3.4. A recorrente sustenta que, no presente caso, a recorrida não usou uma faculdade contratualmente estabelecida, mas decidiu, por acto de autoridade fazer cessar as suas funções. Uma vez que, alega a recorrente, para existir denúncia, esta teria de ser feita com a antecedência de 30 dias sobre o termos da renovação que então vigorava e tal não aconteceu, pois recebeu a comunicação três dias antes da data da caducidade do contrato.

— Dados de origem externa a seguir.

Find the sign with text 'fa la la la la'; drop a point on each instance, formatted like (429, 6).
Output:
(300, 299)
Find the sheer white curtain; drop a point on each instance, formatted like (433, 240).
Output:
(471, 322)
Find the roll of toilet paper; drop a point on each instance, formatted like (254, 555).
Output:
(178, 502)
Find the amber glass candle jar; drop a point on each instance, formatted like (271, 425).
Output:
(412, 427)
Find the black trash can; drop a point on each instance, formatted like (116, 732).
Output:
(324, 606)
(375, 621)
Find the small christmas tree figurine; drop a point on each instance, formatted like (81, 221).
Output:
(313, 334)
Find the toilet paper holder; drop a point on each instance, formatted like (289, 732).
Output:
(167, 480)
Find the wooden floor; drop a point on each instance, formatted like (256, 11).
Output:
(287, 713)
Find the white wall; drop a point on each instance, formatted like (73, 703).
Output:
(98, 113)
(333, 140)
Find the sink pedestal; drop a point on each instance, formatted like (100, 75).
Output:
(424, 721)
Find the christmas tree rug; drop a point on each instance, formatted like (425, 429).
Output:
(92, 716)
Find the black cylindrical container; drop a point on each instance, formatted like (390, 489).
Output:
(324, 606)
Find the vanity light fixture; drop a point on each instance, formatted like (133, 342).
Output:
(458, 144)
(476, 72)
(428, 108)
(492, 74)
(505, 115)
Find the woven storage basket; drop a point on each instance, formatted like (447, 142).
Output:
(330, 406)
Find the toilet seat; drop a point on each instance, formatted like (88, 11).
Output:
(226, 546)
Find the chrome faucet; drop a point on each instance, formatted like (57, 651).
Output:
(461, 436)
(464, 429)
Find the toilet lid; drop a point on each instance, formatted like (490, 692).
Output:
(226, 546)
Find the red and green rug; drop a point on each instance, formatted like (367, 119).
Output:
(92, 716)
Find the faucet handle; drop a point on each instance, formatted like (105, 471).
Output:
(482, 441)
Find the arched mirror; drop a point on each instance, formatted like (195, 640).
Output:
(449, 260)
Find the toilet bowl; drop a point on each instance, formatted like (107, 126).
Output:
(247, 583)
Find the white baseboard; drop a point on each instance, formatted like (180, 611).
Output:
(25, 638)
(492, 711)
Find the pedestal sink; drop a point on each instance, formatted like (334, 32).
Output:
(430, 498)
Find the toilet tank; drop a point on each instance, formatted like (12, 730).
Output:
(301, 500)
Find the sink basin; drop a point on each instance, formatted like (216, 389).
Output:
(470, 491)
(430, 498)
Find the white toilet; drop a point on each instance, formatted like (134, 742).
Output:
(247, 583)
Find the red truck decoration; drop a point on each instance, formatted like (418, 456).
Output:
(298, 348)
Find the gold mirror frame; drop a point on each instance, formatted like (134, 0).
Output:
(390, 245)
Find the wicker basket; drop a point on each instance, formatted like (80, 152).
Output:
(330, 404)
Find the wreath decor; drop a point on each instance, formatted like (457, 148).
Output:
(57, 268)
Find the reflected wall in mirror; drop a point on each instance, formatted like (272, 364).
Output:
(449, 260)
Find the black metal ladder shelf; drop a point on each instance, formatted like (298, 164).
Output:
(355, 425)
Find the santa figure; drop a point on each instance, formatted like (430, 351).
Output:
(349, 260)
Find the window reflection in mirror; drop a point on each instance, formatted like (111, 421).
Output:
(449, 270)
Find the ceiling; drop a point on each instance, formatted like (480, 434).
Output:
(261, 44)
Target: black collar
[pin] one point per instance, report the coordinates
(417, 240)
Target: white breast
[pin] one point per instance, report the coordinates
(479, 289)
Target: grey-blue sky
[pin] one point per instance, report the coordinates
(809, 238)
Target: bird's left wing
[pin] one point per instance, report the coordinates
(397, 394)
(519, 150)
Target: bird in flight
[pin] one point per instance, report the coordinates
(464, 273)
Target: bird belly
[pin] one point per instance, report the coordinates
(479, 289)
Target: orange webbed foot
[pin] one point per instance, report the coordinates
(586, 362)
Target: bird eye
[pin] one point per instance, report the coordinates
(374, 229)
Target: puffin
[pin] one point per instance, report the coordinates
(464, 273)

Esta questão – qualificação da actuação da recorrida como denúncia, não obstante a alegada falta dos requisitos de que esta contratualmente dependia – que não foi expressamente apreciada pelo TCA, justifica a admissão da revista. Com efeito, se existe jurisprudência (citada pelo acórdão recorrido) que tem negado a natureza de acto administrativo impugnável à decisão de denunciar um contrato, nos casos e termos nele previstos, também é verdade que – fora desses termos – a decisão de pôr fim a um contrato administrativo pode revestir a natureza de acto administrativo. A delimitação da fronteira entre actos administrativos proferidos na vigência de um contrato administrativo e actos unilaterais que não tenham essa natureza e, portanto, não sejam impugnáveis é claramente complexa e pode vir a colocar-se no futuro em muitos outros casos.
Assim, quer pela complexidade da questão, quer pela sua relevância processual (definição de um pressuposto processual) justifica-se admitir a revista.